L'accès se fait par six marches débouchant sur un court couloir au plafond sculpté ; au fond se trouve une porte de bois sculpté utilisée occasionnellement. L'accueil de la MJC, à droite, conserve un plafond d'époque à poutres apparentes à la française. L'escalier, sans doute l'élément décoratif majeur de la maison, est en pierre et construit sans mur d'échiffre : ses volées reposent sur des arcades retombant sur deux fins piliers de section carrée et des culs-de-lampe, dont les plafonds sont ornés d'entrelacs de bandes, de volutes, de rosaces et de feuillages ; arcs diaphragmes et culs-de-lampe sont richement sculptés et le garde-corps est en fer forgé au dessin sobre et élégant. Au premier étage, en face de l'escalier, la salle de réception, aujourd'hui salle de conférence, occupe toute la largeur du bâtiment et présente un très beau plafond aux poutres imposantes.
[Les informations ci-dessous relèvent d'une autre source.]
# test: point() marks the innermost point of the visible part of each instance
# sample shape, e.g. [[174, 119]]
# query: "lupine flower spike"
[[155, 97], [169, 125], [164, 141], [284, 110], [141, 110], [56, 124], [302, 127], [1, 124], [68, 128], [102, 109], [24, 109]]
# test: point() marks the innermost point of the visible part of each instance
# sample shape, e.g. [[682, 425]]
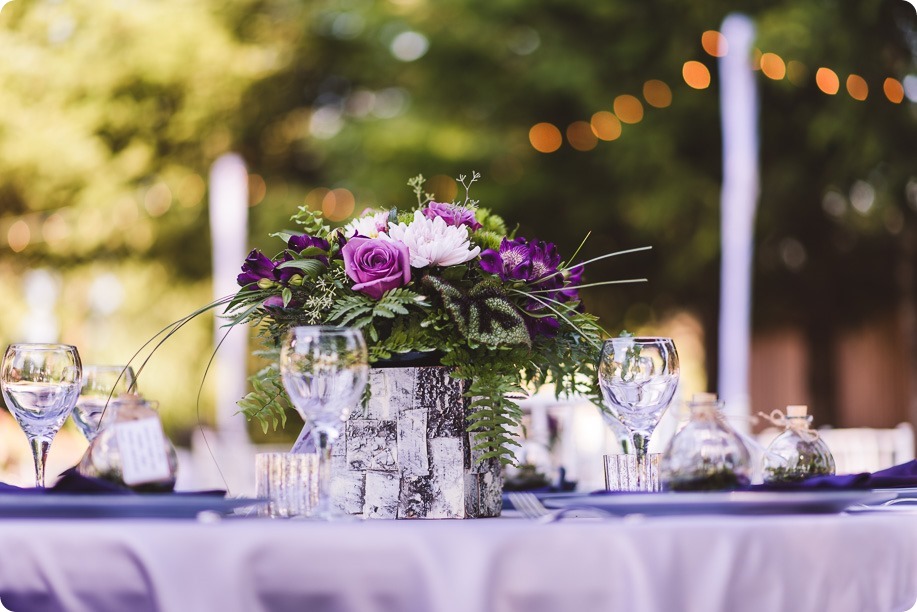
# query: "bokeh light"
[[409, 46], [827, 81], [857, 87], [545, 137], [772, 66], [190, 190], [628, 109], [696, 75], [158, 199], [894, 90], [19, 235], [580, 136], [338, 204], [606, 126], [314, 199], [656, 93], [714, 43]]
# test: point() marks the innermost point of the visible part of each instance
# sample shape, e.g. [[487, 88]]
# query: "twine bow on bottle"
[[799, 424]]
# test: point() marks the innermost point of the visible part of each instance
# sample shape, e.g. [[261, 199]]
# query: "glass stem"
[[641, 443], [323, 443], [40, 446]]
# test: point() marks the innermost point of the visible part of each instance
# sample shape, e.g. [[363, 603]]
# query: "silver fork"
[[531, 507]]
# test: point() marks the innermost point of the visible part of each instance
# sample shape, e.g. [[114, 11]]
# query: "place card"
[[143, 454]]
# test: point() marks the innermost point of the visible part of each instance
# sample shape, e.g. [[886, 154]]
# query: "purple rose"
[[257, 266], [376, 265], [452, 214]]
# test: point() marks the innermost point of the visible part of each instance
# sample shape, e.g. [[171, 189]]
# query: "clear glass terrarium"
[[707, 454], [797, 453]]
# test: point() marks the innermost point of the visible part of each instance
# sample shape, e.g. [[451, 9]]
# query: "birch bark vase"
[[407, 455]]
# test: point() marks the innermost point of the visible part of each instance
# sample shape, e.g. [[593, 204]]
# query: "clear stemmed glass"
[[102, 386], [324, 371], [40, 384], [638, 377]]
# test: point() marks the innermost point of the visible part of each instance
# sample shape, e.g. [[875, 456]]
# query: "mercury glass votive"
[[289, 481]]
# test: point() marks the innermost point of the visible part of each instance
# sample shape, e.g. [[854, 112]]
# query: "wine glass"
[[638, 377], [324, 371], [40, 384], [103, 385]]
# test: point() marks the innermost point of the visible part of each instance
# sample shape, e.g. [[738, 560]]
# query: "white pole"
[[739, 111], [229, 236]]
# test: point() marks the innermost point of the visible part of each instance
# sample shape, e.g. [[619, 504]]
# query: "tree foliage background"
[[114, 110]]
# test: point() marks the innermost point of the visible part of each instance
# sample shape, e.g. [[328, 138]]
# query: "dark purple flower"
[[452, 214], [376, 265], [256, 266], [522, 260], [535, 263]]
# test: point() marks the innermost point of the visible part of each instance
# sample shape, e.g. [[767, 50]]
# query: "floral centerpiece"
[[441, 282]]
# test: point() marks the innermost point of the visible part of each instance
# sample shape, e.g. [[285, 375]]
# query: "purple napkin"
[[895, 477]]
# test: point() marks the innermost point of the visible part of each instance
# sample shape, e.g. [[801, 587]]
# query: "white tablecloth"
[[831, 563]]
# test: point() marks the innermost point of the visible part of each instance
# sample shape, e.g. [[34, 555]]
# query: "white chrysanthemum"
[[432, 242], [369, 226]]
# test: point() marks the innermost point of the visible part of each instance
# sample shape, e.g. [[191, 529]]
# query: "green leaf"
[[310, 267]]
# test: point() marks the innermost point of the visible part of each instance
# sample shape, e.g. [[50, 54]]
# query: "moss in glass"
[[798, 452], [707, 454]]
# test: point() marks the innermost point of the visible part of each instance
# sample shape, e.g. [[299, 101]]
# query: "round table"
[[856, 563]]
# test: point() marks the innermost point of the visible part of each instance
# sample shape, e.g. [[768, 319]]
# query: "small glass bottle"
[[707, 454], [103, 458], [797, 453]]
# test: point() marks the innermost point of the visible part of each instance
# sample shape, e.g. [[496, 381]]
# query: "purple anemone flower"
[[257, 266], [536, 263], [520, 259]]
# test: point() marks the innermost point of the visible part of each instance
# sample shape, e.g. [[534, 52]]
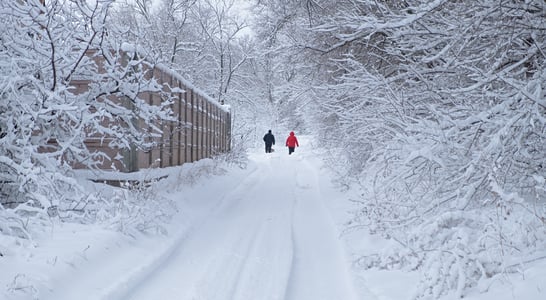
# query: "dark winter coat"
[[269, 138], [292, 141]]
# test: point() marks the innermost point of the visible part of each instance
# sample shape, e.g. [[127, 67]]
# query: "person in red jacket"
[[292, 143]]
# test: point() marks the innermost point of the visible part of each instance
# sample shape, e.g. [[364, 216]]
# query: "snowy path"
[[270, 238]]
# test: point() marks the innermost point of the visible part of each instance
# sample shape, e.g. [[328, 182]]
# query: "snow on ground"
[[270, 231]]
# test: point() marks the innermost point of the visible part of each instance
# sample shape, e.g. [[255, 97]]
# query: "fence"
[[201, 129]]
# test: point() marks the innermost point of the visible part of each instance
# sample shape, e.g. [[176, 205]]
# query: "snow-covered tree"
[[437, 109], [46, 115]]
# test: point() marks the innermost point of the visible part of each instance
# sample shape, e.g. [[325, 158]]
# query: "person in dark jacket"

Un couloir du rez-de-chaussée, décoré dans le même goût que l'escalier, conduit à la cour où se situe, à gauche, un puits en hémicycle voûté en cul-de-four, surmonté d'un fronton en cintre brisé à volutes et orné d'une tête de lion. L'hôtel de Lillebonne compte parmi les plus remarquables édifices Renaissance de Nancy, aux côtés du Palais ducal et de l'hôtel d'Haussonville. Enfin, il a servi de lieu de tournage pour certaines scènes du film Tous les soleils de Philippe Claudel.